ALTRUISTE
Il ne supportait pas les œuvres qui parlaient d’elles-mêmes. Maintenant,
on ne faisait plus que ça. Mais avait-on jamais fait autre chose ? Sinon
des romans qui ne parlaient que d’eux-mêmes ou des peintures dont chaque trait
n'était autre que l’étalage même de la méthode du tracé ou des sculptures
qui ne se laissaient buriner qu’à la seule condition que chaque atome de la
pierre hurlasse haut et fort des histoires narcissiques de son propre
avènement. Tous étaient des monstres estropiés qui avaient transformé le monde
en un cauchemar qui n’avait plus de cesse de se regarder se créer, cauchemardesquement
nombriliste. Sans doute la terre tournait-elle encore parce qu’elle était
propulsée par l’image de sa propre rotondité.
On ne pouvait plus rien lire, voir ou écouter, qu’en sait-on, simplement. Avec chaque
lettre déchiffrée, il fallait se lire soi-même. Se voir lire ; se voir
lu. Chaque image nous brandissait à présent notre propre visage d’observateurs.

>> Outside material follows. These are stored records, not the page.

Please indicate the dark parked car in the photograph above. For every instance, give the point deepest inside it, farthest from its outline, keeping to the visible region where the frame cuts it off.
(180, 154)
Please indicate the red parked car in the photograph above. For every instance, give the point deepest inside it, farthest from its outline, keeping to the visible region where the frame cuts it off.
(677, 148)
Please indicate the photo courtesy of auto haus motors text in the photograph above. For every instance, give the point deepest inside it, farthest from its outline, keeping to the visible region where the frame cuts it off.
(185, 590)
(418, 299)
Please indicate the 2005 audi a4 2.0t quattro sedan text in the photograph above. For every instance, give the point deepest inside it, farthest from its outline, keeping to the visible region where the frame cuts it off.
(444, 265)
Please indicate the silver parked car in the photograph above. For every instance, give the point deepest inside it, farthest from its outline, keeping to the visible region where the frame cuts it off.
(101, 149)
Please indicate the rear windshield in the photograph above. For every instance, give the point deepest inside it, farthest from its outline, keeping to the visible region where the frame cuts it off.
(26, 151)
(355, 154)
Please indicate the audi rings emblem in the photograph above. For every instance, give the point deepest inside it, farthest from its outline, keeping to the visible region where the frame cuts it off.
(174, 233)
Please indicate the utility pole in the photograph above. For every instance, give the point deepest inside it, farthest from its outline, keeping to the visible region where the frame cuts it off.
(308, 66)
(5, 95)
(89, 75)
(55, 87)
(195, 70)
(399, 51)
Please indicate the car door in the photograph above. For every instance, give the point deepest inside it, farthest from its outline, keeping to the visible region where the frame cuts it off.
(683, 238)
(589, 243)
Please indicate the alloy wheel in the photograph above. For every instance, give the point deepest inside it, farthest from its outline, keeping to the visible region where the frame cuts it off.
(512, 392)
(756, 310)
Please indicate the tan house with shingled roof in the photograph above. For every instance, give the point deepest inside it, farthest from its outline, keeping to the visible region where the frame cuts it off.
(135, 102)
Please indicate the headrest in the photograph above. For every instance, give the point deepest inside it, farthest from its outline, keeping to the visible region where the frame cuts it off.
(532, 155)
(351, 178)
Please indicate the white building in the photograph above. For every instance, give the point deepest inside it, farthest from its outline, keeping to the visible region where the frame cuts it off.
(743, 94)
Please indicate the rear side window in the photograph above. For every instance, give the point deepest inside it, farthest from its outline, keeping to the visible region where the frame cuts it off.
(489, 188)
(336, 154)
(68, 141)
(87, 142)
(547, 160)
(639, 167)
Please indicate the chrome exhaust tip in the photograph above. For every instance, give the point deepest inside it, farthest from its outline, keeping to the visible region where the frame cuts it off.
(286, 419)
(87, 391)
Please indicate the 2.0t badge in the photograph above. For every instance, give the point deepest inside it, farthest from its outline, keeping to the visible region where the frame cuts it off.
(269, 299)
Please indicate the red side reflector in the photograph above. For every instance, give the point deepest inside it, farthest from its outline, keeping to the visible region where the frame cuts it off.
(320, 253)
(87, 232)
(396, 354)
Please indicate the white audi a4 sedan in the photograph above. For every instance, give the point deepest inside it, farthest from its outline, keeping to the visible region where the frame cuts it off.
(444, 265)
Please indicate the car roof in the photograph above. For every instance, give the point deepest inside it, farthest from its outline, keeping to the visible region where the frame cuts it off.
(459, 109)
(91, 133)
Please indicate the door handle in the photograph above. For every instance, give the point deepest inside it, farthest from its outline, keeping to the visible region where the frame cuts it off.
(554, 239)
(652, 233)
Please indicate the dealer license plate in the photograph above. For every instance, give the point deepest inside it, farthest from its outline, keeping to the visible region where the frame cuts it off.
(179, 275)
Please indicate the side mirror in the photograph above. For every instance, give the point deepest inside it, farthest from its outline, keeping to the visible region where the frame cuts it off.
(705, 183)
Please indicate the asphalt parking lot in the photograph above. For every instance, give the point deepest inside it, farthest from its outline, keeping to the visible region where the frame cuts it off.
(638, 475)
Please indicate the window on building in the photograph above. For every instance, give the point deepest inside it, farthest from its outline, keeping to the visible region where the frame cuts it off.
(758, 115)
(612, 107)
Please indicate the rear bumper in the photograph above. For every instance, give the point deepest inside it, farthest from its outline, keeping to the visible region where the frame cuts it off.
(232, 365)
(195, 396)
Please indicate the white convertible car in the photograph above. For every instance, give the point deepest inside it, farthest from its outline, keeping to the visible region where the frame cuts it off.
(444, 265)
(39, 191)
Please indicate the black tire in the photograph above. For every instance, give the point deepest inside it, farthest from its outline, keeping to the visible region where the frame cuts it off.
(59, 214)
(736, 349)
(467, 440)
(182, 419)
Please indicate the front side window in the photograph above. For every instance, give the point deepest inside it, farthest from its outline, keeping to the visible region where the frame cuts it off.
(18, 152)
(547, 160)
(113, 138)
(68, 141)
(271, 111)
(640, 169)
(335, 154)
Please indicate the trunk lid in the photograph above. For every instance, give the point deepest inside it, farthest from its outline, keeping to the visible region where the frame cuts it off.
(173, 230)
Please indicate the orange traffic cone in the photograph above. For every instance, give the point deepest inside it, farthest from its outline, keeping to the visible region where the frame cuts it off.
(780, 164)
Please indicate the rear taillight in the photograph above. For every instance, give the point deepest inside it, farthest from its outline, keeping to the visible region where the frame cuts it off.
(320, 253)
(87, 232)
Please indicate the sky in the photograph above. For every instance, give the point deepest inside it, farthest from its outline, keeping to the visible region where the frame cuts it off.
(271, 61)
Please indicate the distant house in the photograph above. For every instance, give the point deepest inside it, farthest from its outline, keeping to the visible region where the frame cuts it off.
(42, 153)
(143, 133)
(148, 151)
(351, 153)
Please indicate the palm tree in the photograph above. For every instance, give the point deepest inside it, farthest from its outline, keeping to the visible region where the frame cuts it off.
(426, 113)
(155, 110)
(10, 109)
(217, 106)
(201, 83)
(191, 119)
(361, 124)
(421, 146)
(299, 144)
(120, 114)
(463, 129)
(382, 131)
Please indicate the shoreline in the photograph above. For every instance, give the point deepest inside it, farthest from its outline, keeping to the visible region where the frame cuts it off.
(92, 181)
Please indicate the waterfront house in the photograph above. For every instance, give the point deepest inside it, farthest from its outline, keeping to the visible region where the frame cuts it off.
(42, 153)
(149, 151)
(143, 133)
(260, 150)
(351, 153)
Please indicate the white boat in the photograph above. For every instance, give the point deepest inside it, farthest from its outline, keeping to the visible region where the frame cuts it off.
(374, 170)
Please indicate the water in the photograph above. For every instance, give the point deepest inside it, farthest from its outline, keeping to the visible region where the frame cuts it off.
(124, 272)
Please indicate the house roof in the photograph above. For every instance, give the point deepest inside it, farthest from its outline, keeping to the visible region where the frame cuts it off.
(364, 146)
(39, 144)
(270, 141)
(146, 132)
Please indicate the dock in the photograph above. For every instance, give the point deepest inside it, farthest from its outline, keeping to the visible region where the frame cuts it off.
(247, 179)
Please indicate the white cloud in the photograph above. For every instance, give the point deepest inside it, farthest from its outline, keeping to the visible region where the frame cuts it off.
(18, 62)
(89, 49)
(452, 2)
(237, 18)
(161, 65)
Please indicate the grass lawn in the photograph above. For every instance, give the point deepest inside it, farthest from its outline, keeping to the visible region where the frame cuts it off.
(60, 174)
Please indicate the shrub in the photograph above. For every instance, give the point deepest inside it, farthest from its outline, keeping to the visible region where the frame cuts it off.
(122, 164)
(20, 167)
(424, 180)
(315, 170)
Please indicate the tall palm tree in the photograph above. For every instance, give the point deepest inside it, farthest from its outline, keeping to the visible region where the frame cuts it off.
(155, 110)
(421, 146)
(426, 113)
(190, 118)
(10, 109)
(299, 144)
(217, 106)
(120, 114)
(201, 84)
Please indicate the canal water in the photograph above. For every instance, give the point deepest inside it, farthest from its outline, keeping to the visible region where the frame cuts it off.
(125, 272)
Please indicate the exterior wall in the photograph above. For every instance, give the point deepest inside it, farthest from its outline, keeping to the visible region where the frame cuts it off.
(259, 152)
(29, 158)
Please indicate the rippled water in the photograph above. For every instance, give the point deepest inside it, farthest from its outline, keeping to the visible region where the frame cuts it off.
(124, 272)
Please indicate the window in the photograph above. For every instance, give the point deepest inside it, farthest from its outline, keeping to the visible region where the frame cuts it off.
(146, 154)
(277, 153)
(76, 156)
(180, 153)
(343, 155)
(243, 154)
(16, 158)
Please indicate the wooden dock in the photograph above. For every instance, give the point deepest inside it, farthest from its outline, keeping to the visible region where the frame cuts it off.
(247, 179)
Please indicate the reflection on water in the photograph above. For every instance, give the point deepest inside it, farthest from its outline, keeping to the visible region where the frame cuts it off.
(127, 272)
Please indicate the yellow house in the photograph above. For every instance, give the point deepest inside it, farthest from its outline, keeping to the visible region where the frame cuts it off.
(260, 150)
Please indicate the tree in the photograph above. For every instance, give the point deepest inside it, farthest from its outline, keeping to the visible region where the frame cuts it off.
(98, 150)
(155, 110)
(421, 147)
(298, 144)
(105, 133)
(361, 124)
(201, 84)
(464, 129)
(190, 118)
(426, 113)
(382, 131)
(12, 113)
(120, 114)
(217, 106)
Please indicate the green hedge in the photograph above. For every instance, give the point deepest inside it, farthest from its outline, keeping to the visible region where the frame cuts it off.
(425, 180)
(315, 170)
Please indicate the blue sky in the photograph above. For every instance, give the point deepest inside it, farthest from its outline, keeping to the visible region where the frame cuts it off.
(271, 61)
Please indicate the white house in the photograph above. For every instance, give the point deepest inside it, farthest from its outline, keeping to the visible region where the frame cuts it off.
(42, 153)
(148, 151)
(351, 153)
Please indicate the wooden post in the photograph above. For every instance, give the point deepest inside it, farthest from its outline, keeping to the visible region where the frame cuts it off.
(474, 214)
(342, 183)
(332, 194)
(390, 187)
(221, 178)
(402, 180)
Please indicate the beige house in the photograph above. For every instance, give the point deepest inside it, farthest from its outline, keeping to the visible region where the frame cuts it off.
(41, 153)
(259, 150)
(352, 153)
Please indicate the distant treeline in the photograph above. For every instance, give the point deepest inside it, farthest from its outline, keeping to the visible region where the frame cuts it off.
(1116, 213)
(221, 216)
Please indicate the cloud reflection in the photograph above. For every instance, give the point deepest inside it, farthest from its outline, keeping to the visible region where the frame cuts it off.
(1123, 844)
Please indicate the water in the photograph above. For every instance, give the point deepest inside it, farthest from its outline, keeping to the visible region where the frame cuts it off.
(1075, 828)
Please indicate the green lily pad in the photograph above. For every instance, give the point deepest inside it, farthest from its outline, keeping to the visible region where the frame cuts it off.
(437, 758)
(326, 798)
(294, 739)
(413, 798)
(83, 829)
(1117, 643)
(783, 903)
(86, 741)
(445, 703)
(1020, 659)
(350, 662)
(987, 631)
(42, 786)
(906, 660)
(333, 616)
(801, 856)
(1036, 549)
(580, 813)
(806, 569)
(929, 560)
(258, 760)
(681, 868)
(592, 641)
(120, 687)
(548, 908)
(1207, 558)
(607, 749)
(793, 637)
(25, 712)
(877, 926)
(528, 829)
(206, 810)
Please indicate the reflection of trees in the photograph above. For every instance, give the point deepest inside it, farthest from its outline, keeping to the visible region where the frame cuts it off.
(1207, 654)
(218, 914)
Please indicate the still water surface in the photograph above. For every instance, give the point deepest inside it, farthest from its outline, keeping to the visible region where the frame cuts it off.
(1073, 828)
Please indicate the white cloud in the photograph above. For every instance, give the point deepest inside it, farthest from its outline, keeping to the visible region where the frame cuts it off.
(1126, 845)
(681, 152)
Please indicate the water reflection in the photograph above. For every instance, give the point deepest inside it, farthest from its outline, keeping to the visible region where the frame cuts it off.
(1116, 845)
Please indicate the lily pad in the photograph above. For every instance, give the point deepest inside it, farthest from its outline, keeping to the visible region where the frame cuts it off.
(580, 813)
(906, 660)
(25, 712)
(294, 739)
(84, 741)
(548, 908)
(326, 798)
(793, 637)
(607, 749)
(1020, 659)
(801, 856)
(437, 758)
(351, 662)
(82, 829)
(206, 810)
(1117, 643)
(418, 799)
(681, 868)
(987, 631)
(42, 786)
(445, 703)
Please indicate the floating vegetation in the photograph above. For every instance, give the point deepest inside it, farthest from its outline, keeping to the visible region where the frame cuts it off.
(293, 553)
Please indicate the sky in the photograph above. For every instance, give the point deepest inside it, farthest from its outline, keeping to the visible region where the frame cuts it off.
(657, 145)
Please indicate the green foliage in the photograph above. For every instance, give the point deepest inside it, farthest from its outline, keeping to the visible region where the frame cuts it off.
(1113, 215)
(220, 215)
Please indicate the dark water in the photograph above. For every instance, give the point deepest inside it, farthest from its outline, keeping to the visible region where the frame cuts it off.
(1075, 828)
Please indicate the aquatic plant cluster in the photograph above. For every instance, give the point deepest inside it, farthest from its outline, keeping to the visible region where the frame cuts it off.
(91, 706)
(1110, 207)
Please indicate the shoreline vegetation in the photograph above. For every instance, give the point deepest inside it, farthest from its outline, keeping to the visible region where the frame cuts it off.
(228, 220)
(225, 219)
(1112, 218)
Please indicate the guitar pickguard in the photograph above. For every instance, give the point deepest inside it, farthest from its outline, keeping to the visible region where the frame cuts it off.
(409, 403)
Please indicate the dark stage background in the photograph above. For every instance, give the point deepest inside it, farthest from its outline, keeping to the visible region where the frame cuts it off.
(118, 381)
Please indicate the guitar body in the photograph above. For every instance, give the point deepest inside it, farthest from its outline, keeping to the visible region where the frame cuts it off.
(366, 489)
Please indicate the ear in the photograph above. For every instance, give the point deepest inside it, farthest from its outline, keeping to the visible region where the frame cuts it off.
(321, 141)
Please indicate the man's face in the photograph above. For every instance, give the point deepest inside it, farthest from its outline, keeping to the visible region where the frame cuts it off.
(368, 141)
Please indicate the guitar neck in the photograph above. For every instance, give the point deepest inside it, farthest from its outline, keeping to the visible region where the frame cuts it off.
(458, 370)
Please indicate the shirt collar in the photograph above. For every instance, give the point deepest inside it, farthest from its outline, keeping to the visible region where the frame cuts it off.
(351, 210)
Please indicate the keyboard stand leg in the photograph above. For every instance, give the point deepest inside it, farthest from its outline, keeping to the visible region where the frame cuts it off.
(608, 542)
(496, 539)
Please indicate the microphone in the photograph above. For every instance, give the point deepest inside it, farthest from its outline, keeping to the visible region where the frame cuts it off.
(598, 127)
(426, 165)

En entrant dans une cathédrale, on ne pouvait voir qu’une seule chose – la
cathédrale exposant sa propre érection et nous, nous, immanquablement nous. Il
était impossible maintenant de voir simplement, de simplement lire, de sculpter
simplement. On ne pouvait que se voir voir. La contemplation de l’altérité
n’existait plus. Seule persévérait encore cette insupportable maladie de se
sculpter sculpter, de s’écrire écrire ou de se peindre peindre. Ces ridicules
métalangages l’étouffaient, lui donnaient le vertige, lui infligeaient le
supplice de ne jamais plus rien voir, écouter ou lire que soi-même.
Il essaya de s’en sortir. Il fallait à tout prix parvenir à impulser autrui
dans ce que l’on créait. Il fallait casser les miroirs et niveler les mises-en-abyme.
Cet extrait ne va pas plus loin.